Google has temporarily disabled live traffic features offered by Google Maps in Ukraine to protect users’ safety as the country is invaded by neighboring Russia.
The features use anonymous location data collected from Android smartphones to show where there are traffic delays on roads and which businesses and stores are busy. Experts say such data could offer insight into the progress of the invasion. One open source intelligence (OSINT) expert said he saw signs of the Russian invasion early last Thursday after spotting unusual “traffic jams” at the Ukrainian border on Google Maps.
“I think we were the first people to see the invasion,” OSINT expert, Professor Jerry Lewis of the Middlebury Institute, told Motherboard last week. “And we saw it in a traffic app.”

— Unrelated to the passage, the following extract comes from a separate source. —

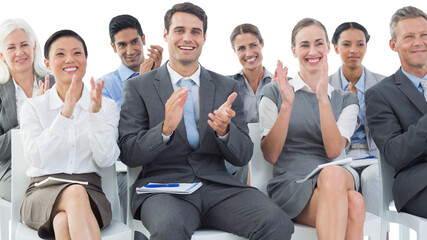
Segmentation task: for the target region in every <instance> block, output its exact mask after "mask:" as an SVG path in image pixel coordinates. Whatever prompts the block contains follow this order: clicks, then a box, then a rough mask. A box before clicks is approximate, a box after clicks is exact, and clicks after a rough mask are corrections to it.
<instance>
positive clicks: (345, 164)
mask: <svg viewBox="0 0 427 240" xmlns="http://www.w3.org/2000/svg"><path fill="white" fill-rule="evenodd" d="M352 161H353V158H351V157H349V158H344V159H341V160H336V161H332V162H329V163H324V164H320V165H318V166H317V167H316V168H315V169H313V171H311V172H310V173H309V174H308V175H307V176H305V178H303V179H300V180H297V181H296V182H297V183H303V182H305V181H307V179H309V178H311V177H313V176H314V175H316V174H317V173H318V172H319V171H320V170H322V169H323V168H324V167H327V166H331V165H338V166H344V165H348V164H350V163H351V162H352Z"/></svg>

Google said the decision to disable these features was made to protect local users’ safety after consultation with Ukrainian authorities, report Reuters and Vice. The features have been disabled from global access, but Google says live traffic information will still be available to drivers using turn-by-turn navigation features in the region. It’s not clear if Google has ever disabled these features during previous conflicts or wars.
Location data collected by mapping services often offers these sorts of unexpected insights. For example, when fitness tracking app Strava released a map in 2017 of users’ activity, it accidentally revealed the location of several US military bases, showing where soldiers had been running laps around airfields. Similarly, Snapchat’s geolocation features have been used to collect images and videos from the frontline in the Iraq War. And with or without location data, information shared in warzones via social media has become a vital tool for open-source investigators, journalists, and others.
Usually, this data has to be combined with other sources to provide reliable info. In the case of the traffic jams spotted outside of Ukraine last Thursday, for example, investigators were already examining the area using satellite imagery. The smartphone data itself probably come from civilians stopped at roadblocks, not soldiers using Android phones.
“I think big data companies often don’t want to face squarely how useful their data can be,” OSINT investigator Lewis told Motherboard last week. “I mean, it’s cool when we do it, right? It’s maybe less cool if the Russians were able to do something similar to, you know, spotting an offensive from Ukranians.”